To begin with this recipe, we must first prepare a few components. You can have ube mochi cake using 9 ingredients and 10 steps. Here is how you cook it.

The ingredients needed to make Ube Mochi Cake:
  1. Take 24 oz Ube Halaya (Purple yam jam)
  2. Prepare 16 oz Mochiko (Sweet rice flour)
  3. Take 1/2 cup coconut flakes (optional)
  4. Get 1 stick unsalted butter (melted)
  5. Get 150 grams white suger
  6. Get 3 eggs
  7. Take 2 cup milk
  8. Prepare 1 tsp baking powder
  9. Get 1 tbsp vanilla extract

Preparation Boil the ube until cooked through (a knife easily goes in and out), cool, then puree in a blender until smooth. Lastly, fold in the ube puree until thoroughly combined. Ube mochi: Vibrant purple bite sized pieces of rich, buttery, chewy goodness. These delicious dessert treats are simple to make and perfect to share with family and friends.

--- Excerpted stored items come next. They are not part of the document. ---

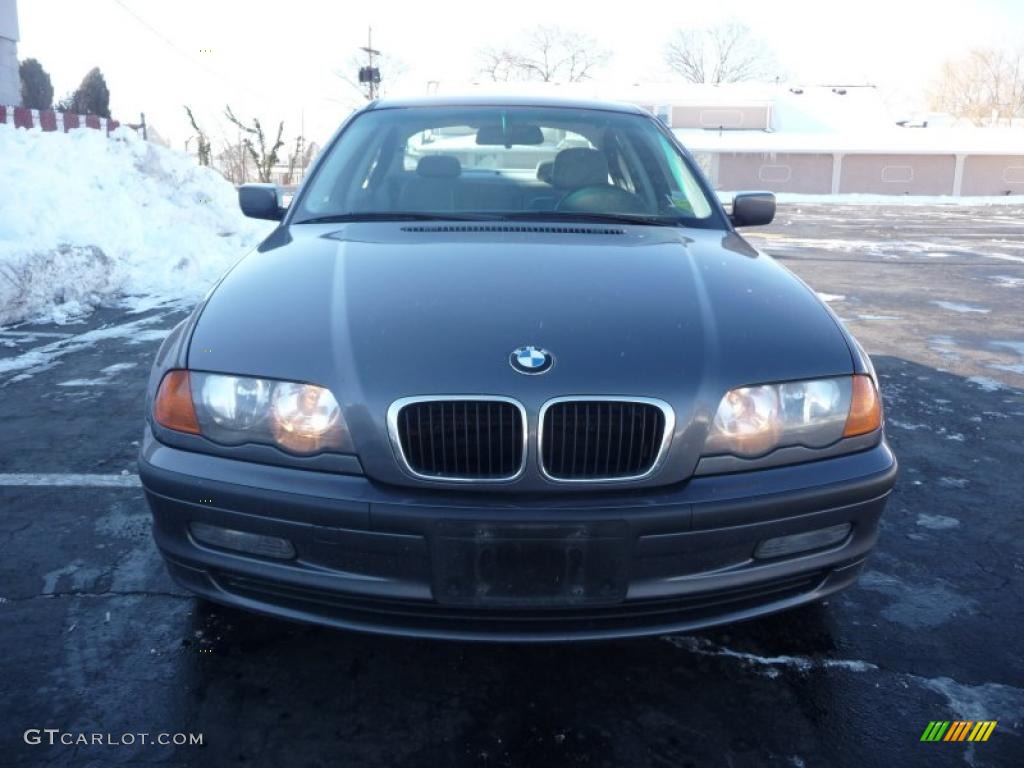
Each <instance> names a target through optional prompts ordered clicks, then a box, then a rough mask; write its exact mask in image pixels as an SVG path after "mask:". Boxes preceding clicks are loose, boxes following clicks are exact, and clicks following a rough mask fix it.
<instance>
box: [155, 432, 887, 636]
mask: <svg viewBox="0 0 1024 768" xmlns="http://www.w3.org/2000/svg"><path fill="white" fill-rule="evenodd" d="M139 473H140V476H141V479H142V484H143V486H144V488H145V494H146V498H147V500H148V503H150V506H151V508H152V510H153V514H154V536H155V539H156V542H157V545H158V547H159V548H160V550H161V552H162V554H163V555H164V557H165V559H166V560H167V563H168V567H169V570H170V572H171V574H172V575H173V577H174V578H175V580H176V581H178V582H179V583H180V584H181V585H182V586H184V587H186V588H187V589H189V590H191V591H193V592H196V593H197V594H199V595H202V596H204V597H206V598H208V599H210V600H213V601H216V602H220V603H225V604H229V605H233V606H237V607H241V608H246V609H250V610H253V611H258V612H262V613H268V614H271V615H275V616H280V617H284V618H291V620H297V621H305V622H313V623H317V624H324V625H329V626H333V627H338V628H344V629H354V630H362V631H369V632H380V633H386V634H395V635H410V636H423V637H435V638H451V639H473V640H483V639H486V640H504V641H557V640H582V639H599V638H613V637H631V636H641V635H651V634H663V633H669V632H680V631H688V630H692V629H696V628H699V627H707V626H710V625H715V624H722V623H727V622H733V621H738V620H743V618H750V617H754V616H758V615H762V614H765V613H770V612H774V611H777V610H782V609H785V608H790V607H793V606H796V605H800V604H802V603H806V602H810V601H813V600H818V599H820V598H822V597H825V596H826V595H829V594H831V593H834V592H836V591H838V590H840V589H842V588H844V587H847V586H849V585H850V584H852V583H853V582H854V580H855V579H856V575H857V573H858V571H859V569H860V567H861V565H862V562H863V559H864V557H865V556H866V554H867V553H868V551H869V550H870V549H871V547H872V546H873V544H874V541H876V538H877V536H878V522H879V517H880V515H881V514H882V510H883V508H884V507H885V503H886V499H887V497H888V495H889V492H890V489H891V488H892V485H893V482H894V481H895V475H896V461H895V459H894V457H893V455H892V453H891V452H890V450H889V447H888V445H886V443H885V442H884V441H883V442H882V443H880V444H878V445H877V446H874V447H873V449H870V450H869V451H865V452H863V453H859V454H853V455H849V456H844V457H839V458H835V459H827V460H823V461H819V462H814V463H811V464H803V465H796V466H790V467H779V468H775V469H769V470H760V471H756V472H748V473H739V474H733V475H719V476H709V477H699V478H693V479H691V480H689V481H688V482H685V483H681V484H679V485H674V486H666V487H660V488H644V489H642V490H641V489H637V490H632V492H604V493H596V492H595V493H593V494H591V493H586V494H557V495H555V494H553V495H550V496H544V497H532V496H530V497H522V496H519V497H516V496H509V495H502V494H498V493H496V494H479V493H451V492H442V490H431V489H423V490H418V489H411V488H398V487H391V486H383V485H380V484H378V483H375V482H373V481H371V480H369V479H367V478H365V477H355V476H345V475H337V474H330V473H326V472H310V471H306V470H297V469H291V468H285V467H274V466H266V465H258V464H253V463H248V462H239V461H234V460H230V459H224V458H220V457H213V456H207V455H203V454H196V453H189V452H185V451H180V450H177V449H173V447H170V446H167V445H164V444H162V443H159V442H157V441H156V440H155V439H154V438H153V436H152V434H150V433H148V432H147V434H146V437H145V440H144V441H143V445H142V451H141V456H140V458H139ZM193 522H205V523H209V524H212V525H217V526H221V527H224V528H230V529H234V530H243V531H248V532H253V534H260V535H263V536H271V537H278V538H281V539H287V540H288V541H289V542H291V543H292V544H293V546H294V548H295V551H296V557H295V558H294V559H291V560H287V561H283V560H273V559H269V558H261V557H255V556H249V555H245V554H241V553H237V552H232V551H227V550H223V549H218V548H215V547H209V546H206V545H203V544H201V543H199V542H198V541H196V540H195V539H194V537H193V536H191V534H190V532H189V527H188V526H189V524H190V523H193ZM841 523H850V524H851V526H852V528H851V532H850V535H849V536H848V537H847V538H846V539H845V540H844V541H842V542H840V543H838V544H836V545H833V546H829V547H826V548H823V549H819V550H815V551H811V552H804V553H800V554H797V555H792V556H787V557H777V558H773V559H766V560H762V559H758V558H756V557H755V555H754V552H755V549H756V547H757V546H758V544H759V543H761V542H763V541H765V540H767V539H772V538H776V537H785V536H791V535H795V534H801V532H806V531H811V530H817V529H819V528H825V527H829V526H834V525H837V524H841ZM452 530H463V531H466V530H468V531H470V532H469V534H468V535H467V536H468V537H469V539H472V538H473V537H475V538H476V539H477V541H476V542H475V544H474V543H473V542H470V544H471V545H472V546H476V544H479V540H480V539H481V538H482V539H484V540H485V539H486V538H487V537H492V536H495V535H498V536H503V537H505V536H520V535H523V536H528V537H530V538H535V537H539V538H541V539H544V540H545V541H546V542H547V543H549V544H550V543H551V542H559V541H562V540H561V539H559V537H573V536H577V537H579V536H583V537H585V538H588V537H589V541H591V542H595V541H601V542H611V543H613V544H614V546H615V547H617V550H616V551H617V552H618V553H620V556H618V559H617V560H615V562H616V563H617V565H616V580H617V581H616V583H617V584H618V585H620V586H621V588H622V589H621V591H618V592H616V591H615V590H611V591H610V592H609V596H607V599H604V600H597V601H579V602H578V601H572V600H571V599H566V600H560V599H550V600H546V601H545V600H537V601H530V600H526V601H524V602H509V603H507V604H501V605H497V604H489V603H486V602H485V601H482V602H477V601H475V600H474V599H473V597H472V595H469V596H468V597H467V595H465V594H460V595H458V596H457V597H456V598H453V599H450V598H449V597H447V596H445V595H444V594H443V586H444V582H443V579H442V578H441V577H442V574H443V573H445V572H446V571H447V570H449V568H447V567H446V566H447V565H449V563H447V562H446V561H445V562H439V560H438V557H439V554H440V553H442V552H443V553H447V552H450V551H451V550H443V549H440V547H441V544H442V542H443V541H445V540H446V539H447V538H449V537H450V536H452V534H451V531H452ZM523 531H527V532H526V534H523ZM469 539H467V540H466V541H469ZM445 557H446V555H445ZM599 561H600V560H599ZM597 575H599V577H600V575H601V574H597ZM609 583H610V580H609ZM438 597H440V599H438Z"/></svg>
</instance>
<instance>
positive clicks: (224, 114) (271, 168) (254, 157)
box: [224, 106, 285, 182]
mask: <svg viewBox="0 0 1024 768" xmlns="http://www.w3.org/2000/svg"><path fill="white" fill-rule="evenodd" d="M224 117H226V118H227V120H228V122H230V123H231V124H233V125H234V126H237V127H238V128H240V129H241V130H243V131H245V132H246V134H248V135H247V136H246V137H245V138H244V139H243V146H245V150H246V152H247V153H248V155H249V157H250V158H251V159H252V161H253V164H254V165H255V166H256V175H257V177H258V178H259V180H260V181H263V182H269V181H270V180H271V172H272V171H273V167H274V166H275V165H278V159H279V158H278V151H279V150H281V147H282V146H284V145H285V142H284V140H283V139H282V138H281V134H282V133H284V131H285V121H284V120H283V121H281V123H280V124H279V125H278V137H276V138H275V139H274V140H273V142H272V143H271V144H269V146H268V144H267V137H266V135H265V134H264V133H263V126H262V125H260V122H259V119H257V118H253V121H252V124H251V125H246V124H245V123H243V122H242V121H241V120H239V119H238V118H237V117H234V113H233V112H231V108H230V106H225V108H224ZM254 138H255V139H256V140H255V142H254V141H253V139H254Z"/></svg>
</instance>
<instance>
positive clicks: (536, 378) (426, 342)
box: [188, 223, 853, 481]
mask: <svg viewBox="0 0 1024 768" xmlns="http://www.w3.org/2000/svg"><path fill="white" fill-rule="evenodd" d="M572 228H573V229H577V227H572ZM538 229H541V231H537V230H538ZM579 229H580V230H578V231H567V228H566V227H561V228H559V227H538V226H521V227H520V226H507V227H505V226H499V227H496V226H494V225H483V226H475V225H458V226H454V225H447V226H430V225H402V224H398V223H357V224H347V225H343V226H340V227H339V225H337V224H335V225H326V226H325V225H310V224H305V225H297V226H293V227H291V228H289V229H286V228H281V229H279V230H276V231H275V232H274V233H273V234H272V236H271V237H270V238H269V239H268V240H267V241H266V242H265V243H264V244H263V245H262V246H261V247H260V248H259V249H258V250H257V252H254V253H253V254H251V255H250V256H248V257H247V258H245V259H243V260H242V261H241V262H240V263H239V264H238V265H237V266H236V267H234V268H233V269H232V270H231V272H230V273H229V274H228V275H227V276H226V278H225V279H224V280H223V281H222V282H221V284H220V285H219V286H218V287H217V288H216V290H215V291H214V292H213V293H212V295H211V296H210V297H209V298H208V300H207V303H206V305H205V307H204V308H203V310H202V314H201V316H200V319H199V322H198V324H197V327H196V330H195V333H194V336H193V339H191V344H190V347H189V354H188V366H189V368H193V369H197V370H206V371H218V372H229V373H234V374H246V375H253V376H265V377H270V378H281V379H292V380H301V381H309V382H314V383H317V384H322V385H325V386H329V387H331V389H332V390H333V391H334V392H335V394H336V395H337V396H338V398H339V400H340V401H341V402H342V403H343V406H344V408H345V414H346V418H347V419H348V421H349V426H350V428H351V430H352V434H353V437H354V438H355V440H356V444H357V446H358V449H359V454H360V459H361V460H362V462H364V465H365V466H366V468H367V470H368V472H370V473H371V474H374V475H376V476H379V477H381V478H382V479H388V480H394V481H400V480H401V479H402V478H401V476H400V475H398V474H397V467H396V466H395V463H394V460H393V455H392V454H391V449H390V445H389V443H388V442H387V437H386V432H385V414H386V412H387V407H388V406H389V404H390V403H391V402H392V401H393V400H394V399H396V398H398V397H403V396H410V395H422V394H496V395H509V396H513V397H516V398H517V399H519V400H521V401H522V402H523V404H524V406H525V407H526V410H527V413H529V414H530V415H531V417H532V418H531V421H534V420H536V414H537V412H538V410H539V409H540V406H541V404H542V403H543V402H544V401H545V400H546V399H548V398H550V397H555V396H561V395H567V394H623V395H643V396H649V397H659V398H663V399H665V400H668V401H669V402H671V403H672V406H673V407H674V408H675V410H676V414H677V435H676V440H675V441H674V442H675V443H676V444H675V447H674V450H673V453H676V452H677V451H679V452H682V455H681V456H680V457H679V458H680V459H681V460H682V461H681V464H679V465H677V466H682V467H684V468H685V467H686V466H689V468H690V469H692V465H693V464H695V462H696V458H697V454H698V453H699V444H702V435H703V432H705V431H706V430H707V422H708V419H709V418H710V415H711V414H713V413H714V409H715V407H716V406H717V403H718V400H719V399H720V398H721V396H722V394H723V393H724V392H725V391H726V390H728V389H729V388H731V387H735V386H740V385H744V384H756V383H760V382H769V381H779V380H786V379H801V378H811V377H820V376H833V375H841V374H848V373H852V371H853V360H852V357H851V353H850V349H849V347H848V345H847V343H846V340H845V337H844V334H843V333H842V332H841V331H840V329H839V327H838V325H837V322H836V321H835V318H834V317H833V316H831V314H830V313H829V312H828V310H827V309H826V308H825V307H824V306H823V305H822V303H821V302H820V301H819V300H818V298H817V297H816V296H815V295H814V294H813V292H812V291H810V289H808V288H807V286H805V285H804V284H803V283H802V282H800V281H799V280H798V279H797V278H795V276H794V275H793V274H792V273H791V272H788V271H787V270H786V269H784V268H783V267H781V266H780V265H779V264H777V263H776V262H775V261H774V260H772V259H771V258H769V257H767V256H766V255H764V254H761V253H759V252H758V251H756V250H754V249H753V248H751V247H750V246H749V245H748V244H746V243H745V242H744V241H743V240H742V239H740V238H739V237H738V236H736V234H735V233H731V232H723V231H720V230H691V229H686V230H683V229H676V228H668V227H651V226H626V227H622V228H621V229H620V228H615V227H606V226H594V227H591V226H587V227H579ZM526 344H532V345H537V346H540V347H543V348H545V349H547V350H550V352H551V353H552V354H553V355H554V357H555V365H554V367H553V368H552V369H551V370H550V371H549V372H548V373H546V374H544V375H543V376H523V375H521V374H519V373H517V372H516V371H515V370H513V369H512V367H511V366H510V365H509V355H510V353H511V351H512V350H513V349H515V348H516V347H519V346H522V345H526ZM531 427H536V425H534V424H531ZM663 479H664V478H663Z"/></svg>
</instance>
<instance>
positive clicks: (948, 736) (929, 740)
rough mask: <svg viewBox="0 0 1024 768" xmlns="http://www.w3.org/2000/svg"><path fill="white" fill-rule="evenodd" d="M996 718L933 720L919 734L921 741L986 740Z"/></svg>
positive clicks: (993, 725)
mask: <svg viewBox="0 0 1024 768" xmlns="http://www.w3.org/2000/svg"><path fill="white" fill-rule="evenodd" d="M997 722H998V721H997V720H978V721H974V720H954V721H952V722H950V721H948V720H933V721H932V722H930V723H929V724H928V727H927V728H925V732H924V733H922V734H921V740H922V741H987V740H988V737H989V736H991V735H992V731H993V730H995V724H996V723H997Z"/></svg>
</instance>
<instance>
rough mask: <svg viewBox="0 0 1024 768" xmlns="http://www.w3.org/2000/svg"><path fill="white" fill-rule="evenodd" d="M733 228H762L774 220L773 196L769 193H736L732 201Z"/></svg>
mask: <svg viewBox="0 0 1024 768" xmlns="http://www.w3.org/2000/svg"><path fill="white" fill-rule="evenodd" d="M729 218H731V219H732V223H733V224H734V225H735V226H762V225H763V224H770V223H771V221H772V219H773V218H775V196H774V195H772V194H771V193H737V194H736V196H735V197H734V198H733V199H732V215H731V216H730V217H729Z"/></svg>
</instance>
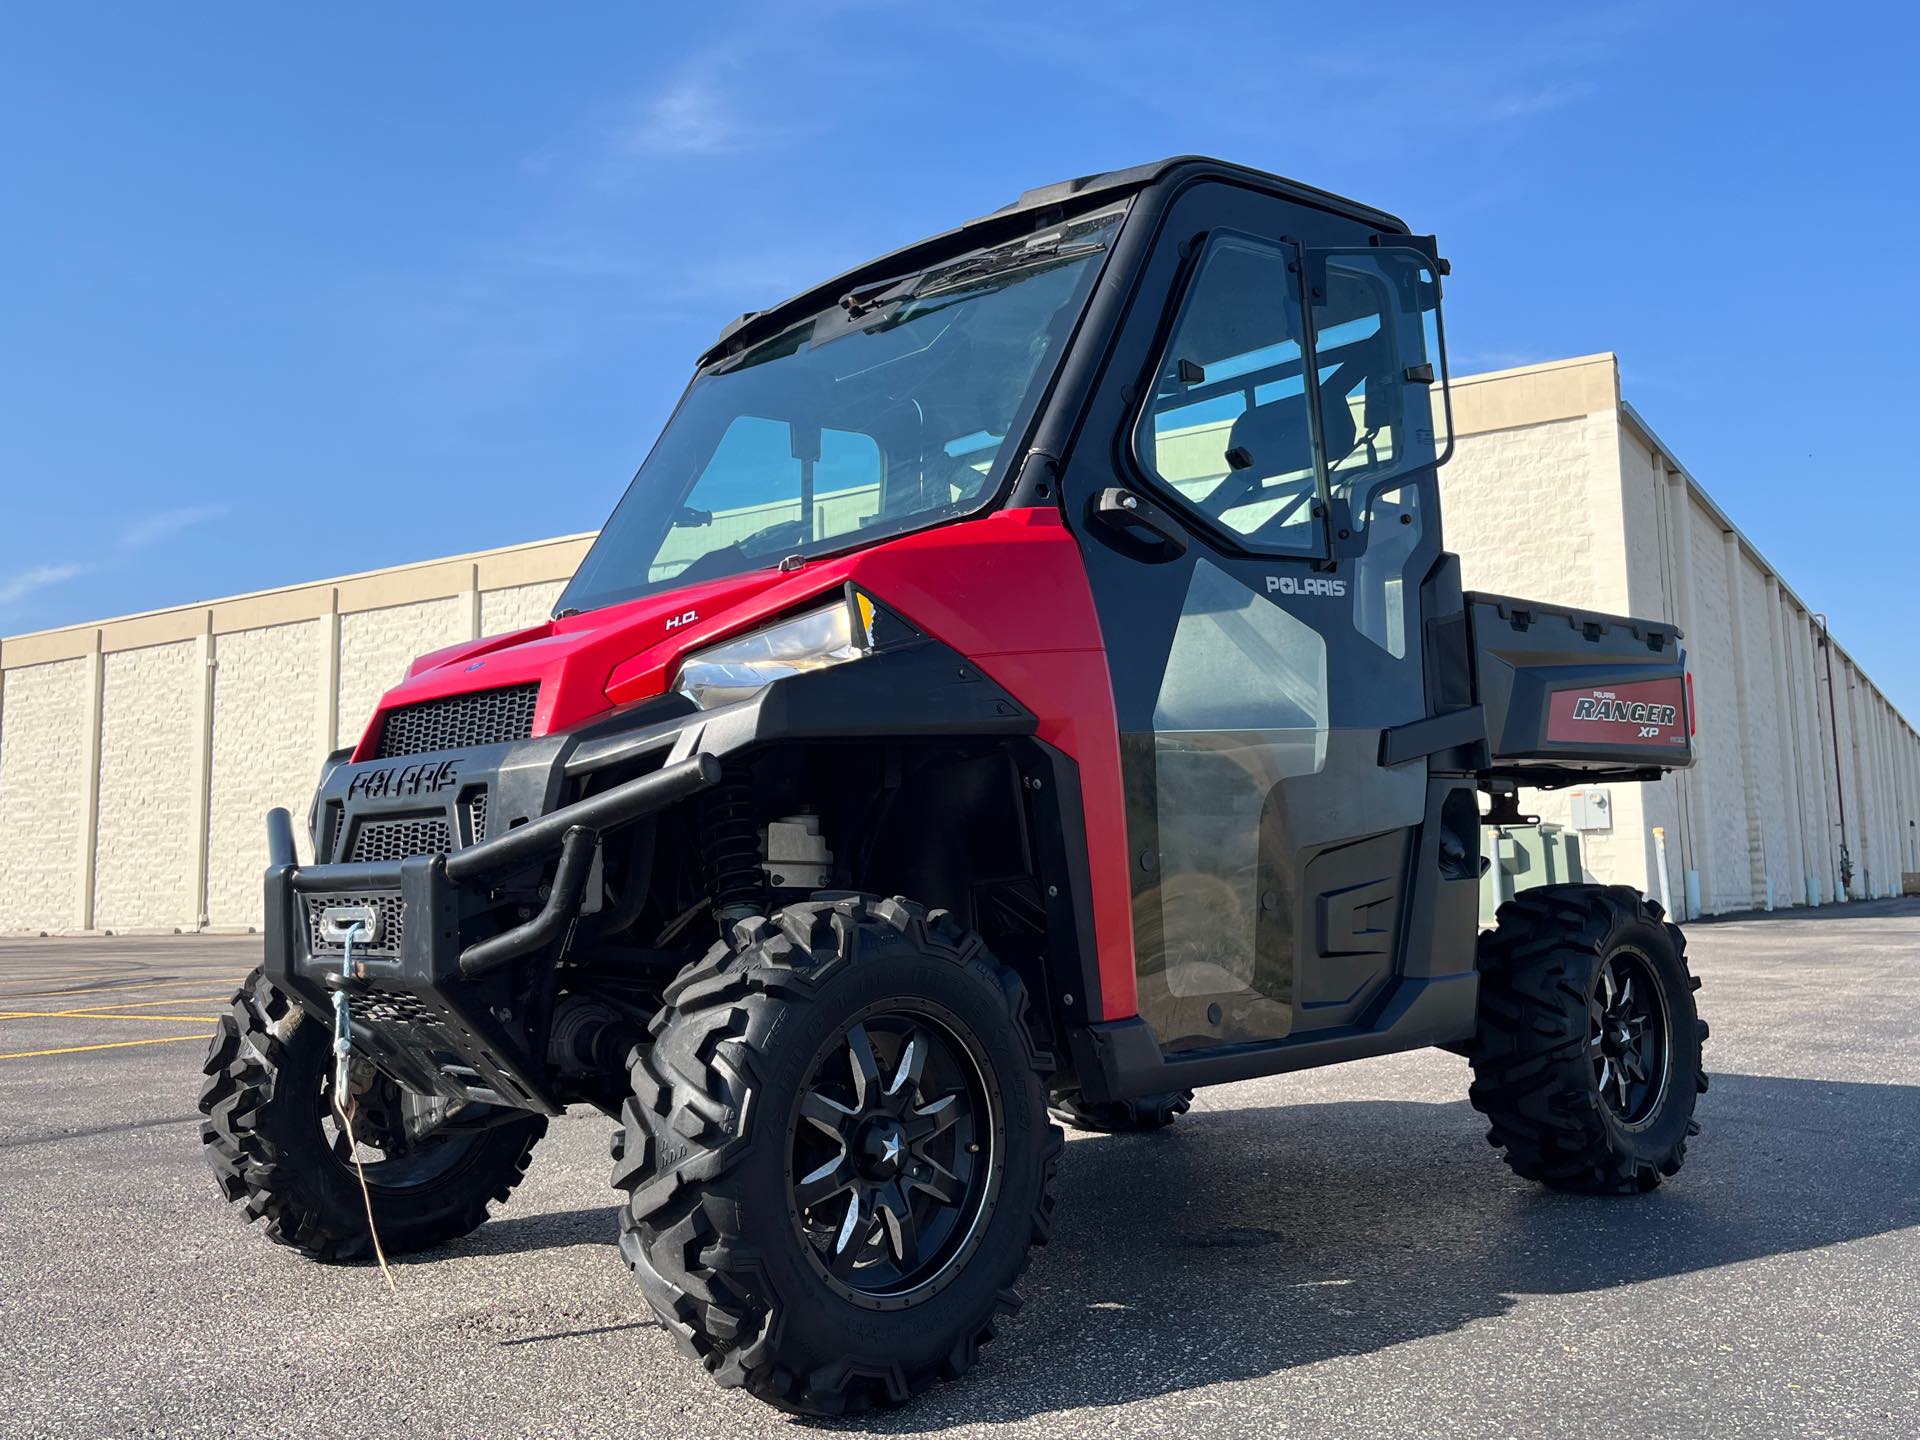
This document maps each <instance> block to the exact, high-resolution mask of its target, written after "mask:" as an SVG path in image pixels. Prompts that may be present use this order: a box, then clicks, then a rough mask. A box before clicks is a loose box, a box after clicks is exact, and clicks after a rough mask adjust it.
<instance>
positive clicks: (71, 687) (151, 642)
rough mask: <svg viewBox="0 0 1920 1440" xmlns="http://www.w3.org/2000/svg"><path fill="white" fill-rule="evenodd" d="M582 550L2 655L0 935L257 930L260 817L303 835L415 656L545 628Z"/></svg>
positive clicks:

Instructions to make Ube Mochi Cake:
  1. Preheat oven to 350°F.
  2. Whisk melted butter and suger in a large bowl.
  3. Stir in eggs and vanilla extract.
  4. Mix in the Mochiko and baking powder.
  5. Mix in the milk.
  6. Pour the batter into a greased 9x13 inch baking pan.
  7. Drop purple yam jam by small spoonfuls throughout the batter. (Some will sink.)
  8. Sprinkle the coconut flakes over the batter.
  9. Bake for 40 minuites in the oven. The cake should be golden brown and springs back when lightly touched.
  10. Allow to cool completely at room temperature and cut into squares.

Ube mochi: Vibrant purple bite sized pieces of rich, buttery, chewy goodness. These delicious dessert treats are simple to make and perfect to share with family and friends. A big influence in modern Hawaiian cuisine comes from the Japanese. These mini ube mochi cakes are made with ube paste and baked in a rose cupcake pan. They are fun single-serving mini mochi that are a pretty shade of purple on the inside.